Si estás embarazada ya habrás notado que en cada consulta médica el obstetra controla tu presión, incluso si nunca tuviste trastornos de ese tipo. Es que el embarazo revoluciona más que las hormonas, también produce cambios cardiovasculares, los cuales suelen manifestarse a partir de la semana 20 de gestación.

A partir de esa etapa, “el gasto cardíaco se duplica, la frecuencia cardíaca se eleva y la presión empieza a subir, entonces este puede ser el momento donde las cardiopatías comienzan a hacerse evidentes”, cuenta la Dra. Analía Aquieri, médica de la División Cardiología del Hospital de Clínicas José de San Martín.

Es en ese momento cuando puede desencadenarse la “hipertensión gestacional”, que como indica su nombre, afecta solo a las embarazadas y desaparece una vez que nace el bebé.

Muchas veces ese aumento es moderado y controlable, pero también puede presentarse en forma aguda y traer complicaciones serias, como la desaceleración en el crecimiento del feto y parto prematuro.

Las cifras muestran que cada vez son más las embarazadas que sufren de trastornos hipertensivos. Hasta 2009, solo afectaba al 13% de los embarazos y en la actualidad supera el 16%. “Este aumento es debido a la edad avanzada de la madre, lo que generalmente va de la mano con mayores niveles de obesidad, diabetes, etc. (…) Hoy, a los 45 años, con un tratamiento de fertilidad una mujer puede quedar embarazada, pero el riesgo cardiovascular es mucho mayor que a los 23 años”, explica Aquieri.

Aunque con el nacimiento del bebé, la presión alta desaparezca es necesario seguir un control tras el parto, ya que “aquellas mujeres que durante el embarazo sufren de hipertensión, eclampsia o preeclampsia, incrementan varias veces el riesgo de tener problemas cardiovasculares en la edad adulta mayor”, señala la Dra. Lucía Kazelian, médica cardióloga, integrante del Grupo Corazón y Mujer de la Sociedad Argentina de Cardiología.

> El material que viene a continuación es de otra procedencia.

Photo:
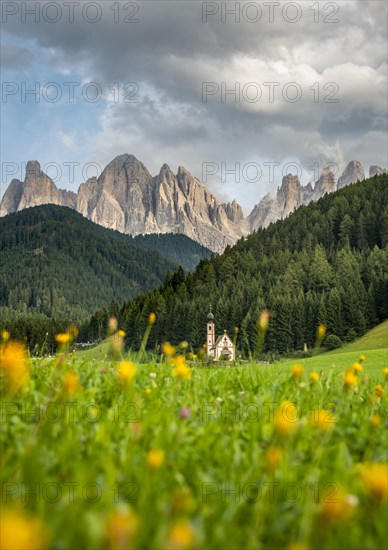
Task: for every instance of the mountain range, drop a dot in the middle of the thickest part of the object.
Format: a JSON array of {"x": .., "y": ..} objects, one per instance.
[{"x": 126, "y": 198}]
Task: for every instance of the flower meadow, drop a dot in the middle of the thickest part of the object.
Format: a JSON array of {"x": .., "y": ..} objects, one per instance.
[{"x": 125, "y": 451}]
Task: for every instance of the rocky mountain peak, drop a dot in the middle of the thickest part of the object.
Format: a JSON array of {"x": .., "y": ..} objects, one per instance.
[
  {"x": 127, "y": 198},
  {"x": 376, "y": 171},
  {"x": 353, "y": 172}
]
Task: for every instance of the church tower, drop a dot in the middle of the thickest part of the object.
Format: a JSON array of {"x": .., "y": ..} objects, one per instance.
[{"x": 210, "y": 336}]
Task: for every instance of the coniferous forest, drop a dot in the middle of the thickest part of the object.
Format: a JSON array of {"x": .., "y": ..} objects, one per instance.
[
  {"x": 325, "y": 264},
  {"x": 70, "y": 267}
]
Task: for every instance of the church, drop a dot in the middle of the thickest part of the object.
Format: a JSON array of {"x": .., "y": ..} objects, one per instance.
[{"x": 221, "y": 349}]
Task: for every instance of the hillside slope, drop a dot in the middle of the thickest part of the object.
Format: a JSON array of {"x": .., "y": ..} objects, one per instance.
[
  {"x": 326, "y": 263},
  {"x": 54, "y": 261}
]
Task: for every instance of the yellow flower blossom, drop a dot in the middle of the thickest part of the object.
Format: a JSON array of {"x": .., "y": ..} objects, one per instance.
[
  {"x": 314, "y": 377},
  {"x": 62, "y": 339},
  {"x": 375, "y": 478},
  {"x": 357, "y": 367},
  {"x": 181, "y": 370},
  {"x": 322, "y": 419},
  {"x": 127, "y": 371},
  {"x": 321, "y": 331},
  {"x": 285, "y": 419},
  {"x": 71, "y": 384},
  {"x": 350, "y": 379},
  {"x": 181, "y": 535},
  {"x": 168, "y": 350},
  {"x": 375, "y": 420},
  {"x": 112, "y": 325},
  {"x": 339, "y": 507},
  {"x": 155, "y": 459},
  {"x": 273, "y": 458},
  {"x": 15, "y": 364},
  {"x": 296, "y": 371},
  {"x": 122, "y": 526},
  {"x": 19, "y": 531}
]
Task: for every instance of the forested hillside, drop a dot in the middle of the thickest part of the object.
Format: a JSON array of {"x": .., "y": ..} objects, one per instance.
[
  {"x": 55, "y": 262},
  {"x": 327, "y": 263},
  {"x": 176, "y": 247}
]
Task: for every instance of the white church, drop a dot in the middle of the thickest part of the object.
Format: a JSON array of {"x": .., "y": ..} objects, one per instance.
[{"x": 221, "y": 349}]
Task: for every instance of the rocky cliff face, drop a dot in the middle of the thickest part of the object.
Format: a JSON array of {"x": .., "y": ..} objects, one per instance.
[
  {"x": 352, "y": 173},
  {"x": 292, "y": 194},
  {"x": 128, "y": 199},
  {"x": 125, "y": 197}
]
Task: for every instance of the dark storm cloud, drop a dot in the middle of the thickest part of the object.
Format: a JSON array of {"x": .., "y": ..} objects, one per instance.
[{"x": 170, "y": 52}]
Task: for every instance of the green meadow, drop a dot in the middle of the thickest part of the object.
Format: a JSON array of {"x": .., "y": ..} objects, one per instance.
[{"x": 102, "y": 453}]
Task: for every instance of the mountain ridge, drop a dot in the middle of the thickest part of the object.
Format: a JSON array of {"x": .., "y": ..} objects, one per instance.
[
  {"x": 72, "y": 266},
  {"x": 127, "y": 198}
]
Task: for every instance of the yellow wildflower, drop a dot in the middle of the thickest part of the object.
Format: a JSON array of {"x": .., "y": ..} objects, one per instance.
[
  {"x": 155, "y": 459},
  {"x": 62, "y": 339},
  {"x": 181, "y": 369},
  {"x": 71, "y": 384},
  {"x": 14, "y": 362},
  {"x": 20, "y": 531},
  {"x": 375, "y": 420},
  {"x": 375, "y": 478},
  {"x": 350, "y": 379},
  {"x": 338, "y": 507},
  {"x": 127, "y": 371},
  {"x": 168, "y": 350},
  {"x": 285, "y": 419},
  {"x": 73, "y": 332},
  {"x": 273, "y": 458},
  {"x": 181, "y": 535},
  {"x": 122, "y": 527},
  {"x": 322, "y": 419},
  {"x": 321, "y": 331},
  {"x": 112, "y": 325},
  {"x": 357, "y": 367},
  {"x": 314, "y": 377},
  {"x": 296, "y": 371}
]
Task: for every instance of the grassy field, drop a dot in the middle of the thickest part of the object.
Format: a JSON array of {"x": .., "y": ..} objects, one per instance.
[{"x": 99, "y": 453}]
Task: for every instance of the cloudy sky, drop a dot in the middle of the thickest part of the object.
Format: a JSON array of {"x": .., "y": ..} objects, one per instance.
[{"x": 227, "y": 89}]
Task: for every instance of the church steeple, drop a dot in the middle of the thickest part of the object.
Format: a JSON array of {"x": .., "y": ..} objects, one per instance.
[{"x": 210, "y": 335}]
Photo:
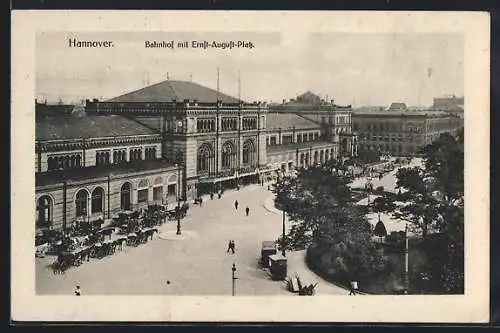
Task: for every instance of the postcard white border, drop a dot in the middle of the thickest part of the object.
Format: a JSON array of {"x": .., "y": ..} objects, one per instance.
[{"x": 471, "y": 307}]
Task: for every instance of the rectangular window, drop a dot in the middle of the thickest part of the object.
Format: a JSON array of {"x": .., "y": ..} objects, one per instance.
[
  {"x": 287, "y": 139},
  {"x": 142, "y": 195},
  {"x": 157, "y": 193},
  {"x": 171, "y": 190}
]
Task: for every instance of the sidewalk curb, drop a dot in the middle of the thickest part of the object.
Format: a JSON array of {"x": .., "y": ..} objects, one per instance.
[{"x": 269, "y": 206}]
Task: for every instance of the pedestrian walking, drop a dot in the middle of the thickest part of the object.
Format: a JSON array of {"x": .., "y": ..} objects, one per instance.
[{"x": 354, "y": 288}]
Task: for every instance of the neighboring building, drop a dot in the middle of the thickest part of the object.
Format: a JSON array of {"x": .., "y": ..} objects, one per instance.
[
  {"x": 92, "y": 167},
  {"x": 169, "y": 141},
  {"x": 400, "y": 131},
  {"x": 309, "y": 130}
]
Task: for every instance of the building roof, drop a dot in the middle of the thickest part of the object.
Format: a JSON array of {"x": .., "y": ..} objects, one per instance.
[
  {"x": 88, "y": 126},
  {"x": 42, "y": 109},
  {"x": 309, "y": 98},
  {"x": 399, "y": 113},
  {"x": 95, "y": 172},
  {"x": 168, "y": 90},
  {"x": 398, "y": 106},
  {"x": 288, "y": 121},
  {"x": 292, "y": 147}
]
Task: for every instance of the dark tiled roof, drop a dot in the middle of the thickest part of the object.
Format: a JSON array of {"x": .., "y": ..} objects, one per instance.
[
  {"x": 399, "y": 113},
  {"x": 53, "y": 109},
  {"x": 288, "y": 120},
  {"x": 91, "y": 126},
  {"x": 398, "y": 106},
  {"x": 168, "y": 90},
  {"x": 89, "y": 173},
  {"x": 292, "y": 147},
  {"x": 309, "y": 97}
]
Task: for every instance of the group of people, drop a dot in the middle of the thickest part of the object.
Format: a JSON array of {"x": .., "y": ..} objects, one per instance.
[
  {"x": 231, "y": 246},
  {"x": 247, "y": 210}
]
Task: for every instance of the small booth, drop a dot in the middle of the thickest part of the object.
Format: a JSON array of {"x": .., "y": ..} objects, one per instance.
[
  {"x": 278, "y": 267},
  {"x": 268, "y": 248}
]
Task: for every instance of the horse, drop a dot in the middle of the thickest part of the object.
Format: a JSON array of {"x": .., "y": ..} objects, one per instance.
[
  {"x": 119, "y": 243},
  {"x": 150, "y": 232},
  {"x": 107, "y": 232},
  {"x": 86, "y": 253}
]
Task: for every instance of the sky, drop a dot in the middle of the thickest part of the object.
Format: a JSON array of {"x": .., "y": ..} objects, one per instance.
[{"x": 352, "y": 68}]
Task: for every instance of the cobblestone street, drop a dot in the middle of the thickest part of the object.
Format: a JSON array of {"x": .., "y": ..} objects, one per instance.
[{"x": 195, "y": 263}]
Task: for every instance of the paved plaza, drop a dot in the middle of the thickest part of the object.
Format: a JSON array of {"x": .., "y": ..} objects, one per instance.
[{"x": 195, "y": 263}]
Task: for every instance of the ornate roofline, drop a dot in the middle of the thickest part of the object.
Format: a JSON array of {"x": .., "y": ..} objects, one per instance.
[{"x": 89, "y": 143}]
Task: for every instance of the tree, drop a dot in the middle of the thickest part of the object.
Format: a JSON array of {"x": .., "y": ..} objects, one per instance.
[
  {"x": 383, "y": 204},
  {"x": 380, "y": 230},
  {"x": 434, "y": 202},
  {"x": 325, "y": 220}
]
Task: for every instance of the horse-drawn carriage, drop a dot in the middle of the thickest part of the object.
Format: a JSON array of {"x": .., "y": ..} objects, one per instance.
[{"x": 276, "y": 263}]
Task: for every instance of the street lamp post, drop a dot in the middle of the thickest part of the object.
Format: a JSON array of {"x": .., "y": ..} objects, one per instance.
[
  {"x": 283, "y": 236},
  {"x": 234, "y": 278},
  {"x": 406, "y": 276},
  {"x": 178, "y": 200}
]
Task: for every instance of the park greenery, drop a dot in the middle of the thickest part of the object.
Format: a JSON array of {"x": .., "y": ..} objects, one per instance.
[{"x": 326, "y": 221}]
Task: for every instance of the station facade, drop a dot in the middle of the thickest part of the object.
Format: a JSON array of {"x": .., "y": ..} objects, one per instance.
[{"x": 174, "y": 140}]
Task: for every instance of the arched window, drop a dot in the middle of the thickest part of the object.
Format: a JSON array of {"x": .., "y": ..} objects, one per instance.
[
  {"x": 228, "y": 155},
  {"x": 44, "y": 212},
  {"x": 205, "y": 157},
  {"x": 248, "y": 152},
  {"x": 97, "y": 200},
  {"x": 125, "y": 197},
  {"x": 50, "y": 164},
  {"x": 81, "y": 202}
]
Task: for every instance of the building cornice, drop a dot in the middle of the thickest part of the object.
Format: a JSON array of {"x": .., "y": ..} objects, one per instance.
[{"x": 89, "y": 143}]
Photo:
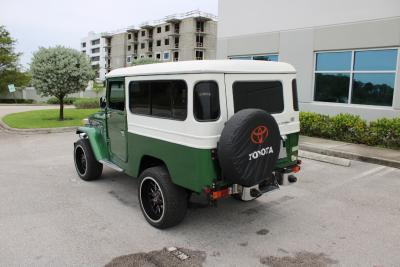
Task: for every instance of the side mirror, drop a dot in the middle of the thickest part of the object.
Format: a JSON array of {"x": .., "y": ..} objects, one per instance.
[{"x": 102, "y": 102}]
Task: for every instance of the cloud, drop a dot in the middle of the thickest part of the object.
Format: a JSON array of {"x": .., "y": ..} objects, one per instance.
[{"x": 65, "y": 22}]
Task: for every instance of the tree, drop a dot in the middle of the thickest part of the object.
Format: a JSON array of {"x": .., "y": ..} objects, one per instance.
[
  {"x": 59, "y": 71},
  {"x": 97, "y": 88},
  {"x": 9, "y": 68}
]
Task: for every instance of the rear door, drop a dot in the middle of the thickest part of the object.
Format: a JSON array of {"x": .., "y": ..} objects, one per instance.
[
  {"x": 116, "y": 120},
  {"x": 261, "y": 91}
]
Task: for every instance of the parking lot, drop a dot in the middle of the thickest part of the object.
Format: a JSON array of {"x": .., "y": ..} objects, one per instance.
[{"x": 347, "y": 216}]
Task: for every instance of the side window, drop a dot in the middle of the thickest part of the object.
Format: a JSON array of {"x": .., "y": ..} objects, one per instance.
[
  {"x": 165, "y": 98},
  {"x": 206, "y": 101},
  {"x": 116, "y": 96},
  {"x": 139, "y": 98},
  {"x": 265, "y": 95}
]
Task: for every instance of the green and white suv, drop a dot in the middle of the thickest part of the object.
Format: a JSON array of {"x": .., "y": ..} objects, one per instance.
[{"x": 219, "y": 128}]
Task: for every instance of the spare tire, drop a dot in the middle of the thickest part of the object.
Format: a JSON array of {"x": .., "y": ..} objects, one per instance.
[{"x": 249, "y": 147}]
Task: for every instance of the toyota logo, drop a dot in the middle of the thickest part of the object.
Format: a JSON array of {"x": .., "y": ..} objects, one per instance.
[{"x": 259, "y": 134}]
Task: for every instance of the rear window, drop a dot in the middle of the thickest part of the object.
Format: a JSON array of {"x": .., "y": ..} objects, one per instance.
[{"x": 265, "y": 95}]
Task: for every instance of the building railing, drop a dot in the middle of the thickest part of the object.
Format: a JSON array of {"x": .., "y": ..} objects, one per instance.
[{"x": 193, "y": 13}]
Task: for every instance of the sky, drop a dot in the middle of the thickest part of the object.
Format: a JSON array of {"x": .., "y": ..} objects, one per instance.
[{"x": 45, "y": 23}]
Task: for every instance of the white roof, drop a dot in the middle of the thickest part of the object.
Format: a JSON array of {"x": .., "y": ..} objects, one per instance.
[{"x": 205, "y": 66}]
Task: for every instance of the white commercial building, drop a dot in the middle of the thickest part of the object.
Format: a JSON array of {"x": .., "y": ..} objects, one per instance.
[
  {"x": 96, "y": 46},
  {"x": 346, "y": 52}
]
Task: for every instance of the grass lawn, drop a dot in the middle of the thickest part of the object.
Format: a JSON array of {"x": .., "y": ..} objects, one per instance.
[{"x": 47, "y": 118}]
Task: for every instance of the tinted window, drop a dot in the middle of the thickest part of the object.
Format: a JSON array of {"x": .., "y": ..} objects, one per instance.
[
  {"x": 294, "y": 94},
  {"x": 167, "y": 99},
  {"x": 332, "y": 87},
  {"x": 334, "y": 61},
  {"x": 266, "y": 95},
  {"x": 139, "y": 97},
  {"x": 206, "y": 101},
  {"x": 116, "y": 97},
  {"x": 375, "y": 60},
  {"x": 373, "y": 88}
]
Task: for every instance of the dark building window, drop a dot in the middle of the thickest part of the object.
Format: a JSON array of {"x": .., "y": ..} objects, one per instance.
[
  {"x": 206, "y": 101},
  {"x": 265, "y": 95},
  {"x": 96, "y": 42},
  {"x": 356, "y": 77},
  {"x": 165, "y": 98},
  {"x": 94, "y": 59}
]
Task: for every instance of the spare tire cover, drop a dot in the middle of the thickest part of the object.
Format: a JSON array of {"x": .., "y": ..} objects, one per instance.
[{"x": 249, "y": 147}]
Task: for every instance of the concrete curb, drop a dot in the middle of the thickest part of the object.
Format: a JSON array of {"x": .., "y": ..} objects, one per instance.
[
  {"x": 350, "y": 155},
  {"x": 325, "y": 158},
  {"x": 6, "y": 128}
]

Otro caso es el de las mujeres que ya padecen hipertensión crónica previa al embarazo, algo que es más común a partir de los 40 años; en esos casos, se requerirá también el seguimiento de un cardiólogo para que indique qué medicación se puede utilizar para controlar la hipertensión (la mayoría de ellos están permitidos, pero otros pueden afectar el desarrollo del bebé o provocar la disminución del líquido amniótico).

Además, si sos hipertensa y estás buscando un bebé, es recomendable tener una visita previa con el especialista para que te aconseje cómo podés ayudar a disminuirla de manera natural: bajar de peso, realizar actividad física y disminuir el colesterol, entre otras medidas, pueden ser de gran ayuda.

En cualquier caso, y más allá de los controles prenatales, hay pautas de alarma que pueden indicar la presencia de un trastorno hipertensivo como la visión borrosa, el dolor de cabeza agudo y la ausencia de movimientos del bebé.